In [1]:
def bids_scan_file_walker(dataset=".", include_types=None, warn_no_files=False):
    '''
    Traverse a BIDS dataset and provide a generator interface
    to the imaging files contained within.
    Arguments:
    dataset -- path to the BIDS dataset folder.
    Keyword Arguments:
    include_types -- a list of the scan types (i.e. subfolder names)
    to include in the results. Can be any combination of "func",
    "anat", "fmap", "dwi".
    warn_no_files -- issue a warning if no imaging files are found
    for a subject or a session.
    Returns:
    A list containing, for each .nii or .nii.gz file found, the BIDS
    identifying tokens and their values. If a file doesn't have an
    identifying token its key will be None.
    '''
    import os
    import os.path as op
    from glob import glob

    from warnings import warn
    def _no_files_warning(folder):
        if not warn_no_files:
            return
        warn("No files of requested type(s) found in scan folder: %s" \
               % folder, RuntimeWarning, stacklevel=1)

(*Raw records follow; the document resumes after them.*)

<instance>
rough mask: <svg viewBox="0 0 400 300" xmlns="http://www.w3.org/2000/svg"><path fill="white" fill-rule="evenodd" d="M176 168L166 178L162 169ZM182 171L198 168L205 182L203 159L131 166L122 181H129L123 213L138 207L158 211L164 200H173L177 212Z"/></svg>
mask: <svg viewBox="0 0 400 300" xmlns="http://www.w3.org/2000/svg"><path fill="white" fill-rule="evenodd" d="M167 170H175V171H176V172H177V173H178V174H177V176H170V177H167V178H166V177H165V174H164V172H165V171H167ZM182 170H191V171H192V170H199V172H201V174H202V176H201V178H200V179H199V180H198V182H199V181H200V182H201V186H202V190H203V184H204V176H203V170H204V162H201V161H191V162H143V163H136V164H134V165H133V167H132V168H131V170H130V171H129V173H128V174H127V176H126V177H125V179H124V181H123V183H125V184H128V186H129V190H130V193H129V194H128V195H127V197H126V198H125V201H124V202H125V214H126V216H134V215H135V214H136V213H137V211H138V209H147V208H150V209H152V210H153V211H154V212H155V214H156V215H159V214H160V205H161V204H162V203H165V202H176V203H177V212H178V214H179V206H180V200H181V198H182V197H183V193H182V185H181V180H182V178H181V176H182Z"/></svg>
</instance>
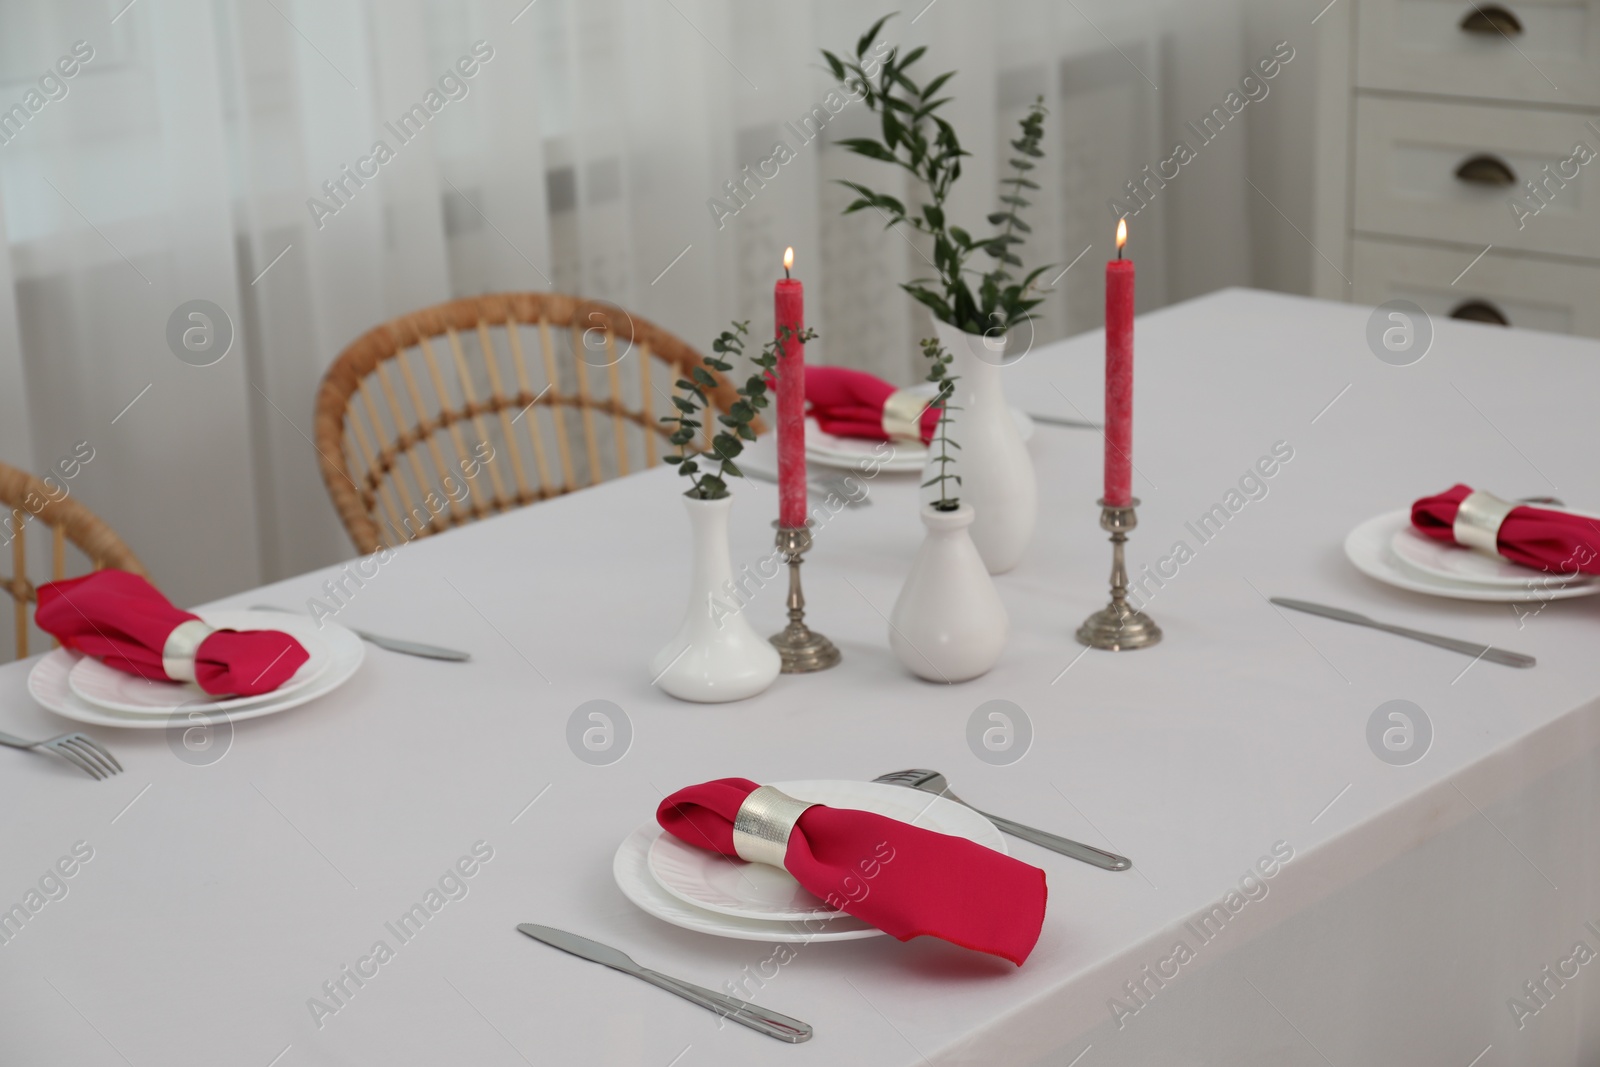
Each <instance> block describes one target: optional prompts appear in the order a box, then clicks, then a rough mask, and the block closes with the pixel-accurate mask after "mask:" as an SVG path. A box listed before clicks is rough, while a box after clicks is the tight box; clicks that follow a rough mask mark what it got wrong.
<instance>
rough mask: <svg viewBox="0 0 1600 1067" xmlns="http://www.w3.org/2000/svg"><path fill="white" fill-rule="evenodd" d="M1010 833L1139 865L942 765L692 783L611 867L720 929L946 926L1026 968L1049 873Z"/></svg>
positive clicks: (598, 956)
mask: <svg viewBox="0 0 1600 1067" xmlns="http://www.w3.org/2000/svg"><path fill="white" fill-rule="evenodd" d="M1002 829H1003V830H1005V832H1002ZM1006 835H1013V837H1019V838H1022V840H1027V841H1032V843H1034V845H1038V846H1042V848H1046V849H1050V851H1054V853H1059V854H1062V856H1069V857H1072V859H1077V861H1082V862H1086V864H1090V865H1094V867H1099V869H1102V870H1130V869H1131V865H1133V864H1131V861H1128V859H1126V857H1125V856H1117V854H1115V853H1107V851H1104V849H1099V848H1094V846H1091V845H1083V843H1080V841H1072V840H1069V838H1062V837H1058V835H1054V833H1048V832H1045V830H1038V829H1035V827H1029V825H1024V824H1019V822H1013V821H1010V819H1002V817H998V816H990V814H986V813H982V811H978V809H976V808H973V806H970V805H966V803H963V801H962V800H960V798H957V797H955V795H954V793H952V792H950V790H949V784H947V782H946V779H944V776H942V774H939V773H938V771H928V769H909V771H893V773H888V774H883V776H880V777H877V779H874V781H870V782H853V781H792V782H773V784H768V785H757V784H755V782H752V781H747V779H736V777H728V779H717V781H710V782H702V784H699V785H691V787H688V789H682V790H678V792H675V793H672V795H670V797H667V798H666V800H662V801H661V805H659V806H658V809H656V814H654V817H653V819H650V821H646V822H643V824H642V825H638V827H637V829H635V830H634V832H632V833H629V835H627V837H626V838H624V840H622V843H621V846H619V848H618V851H616V854H614V857H613V862H611V873H613V878H614V881H616V885H618V888H619V889H621V893H622V896H624V897H627V899H629V901H630V902H632V904H634V905H637V907H638V909H640V910H643V912H645V913H646V915H653V917H654V918H659V920H661V921H666V923H670V925H674V926H680V928H683V929H690V931H694V933H699V934H706V936H712V937H728V939H734V941H757V942H766V944H774V945H786V944H792V945H810V944H827V942H838V941H861V939H870V937H883V936H891V937H894V939H898V941H910V939H912V937H920V936H931V937H936V939H941V941H946V942H950V944H952V945H958V947H960V949H965V950H971V952H981V953H989V955H995V957H998V958H1002V960H1008V961H1010V963H1013V965H1016V966H1022V965H1024V963H1026V960H1027V957H1029V953H1030V952H1032V949H1034V944H1035V942H1037V941H1038V934H1040V929H1042V926H1043V918H1045V902H1046V896H1048V888H1046V873H1045V870H1042V869H1038V867H1034V865H1032V864H1027V862H1022V861H1021V859H1016V857H1013V856H1011V854H1010V848H1008V845H1006ZM517 929H518V931H522V933H523V934H526V936H530V937H533V939H534V941H542V942H544V944H549V945H552V947H555V949H562V950H563V952H568V953H573V955H578V957H582V958H586V960H590V961H594V963H602V965H605V966H611V968H614V969H619V971H624V973H627V974H632V976H635V977H642V979H645V981H648V982H651V984H654V985H659V987H661V989H666V990H667V992H672V993H677V995H680V997H683V998H685V1000H690V1001H693V1003H698V1005H699V1006H702V1008H706V1009H709V1011H715V1013H718V1014H722V1016H723V1017H726V1019H730V1021H733V1022H739V1024H742V1025H747V1027H750V1029H754V1030H757V1032H760V1033H765V1035H768V1037H773V1038H778V1040H781V1041H789V1043H800V1041H805V1040H810V1037H811V1035H813V1029H811V1025H810V1024H806V1022H802V1021H800V1019H794V1017H790V1016H782V1014H778V1013H774V1011H773V1009H771V1008H768V1006H765V1005H762V1006H757V1005H754V1003H750V1001H746V1000H739V998H734V997H728V995H723V993H715V992H712V990H707V989H702V987H698V985H691V984H688V982H683V981H682V979H672V977H667V976H664V974H661V973H659V971H646V969H645V968H640V966H638V965H637V963H634V960H632V958H630V957H627V955H626V953H622V952H621V950H618V949H613V947H610V945H605V944H600V942H597V941H592V939H589V937H586V936H582V934H576V933H570V931H563V929H557V928H552V926H546V925H539V923H522V925H518V926H517Z"/></svg>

    def _walk_dir_for_prefix(target_dir, prefix):
        return [x for x in next(os.walk(target_dir))[1]
                if x.startswith(prefix)]

    def _tokenize_bids_scan_name(scanfile):
        scan_basename = op.splitext(op.split(scanfile)[1])[0]
        # .nii.gz will have .nii leftover
        scan_basename = scan_basename.replace(".nii", "")
        file_bits = scan_basename.split('_')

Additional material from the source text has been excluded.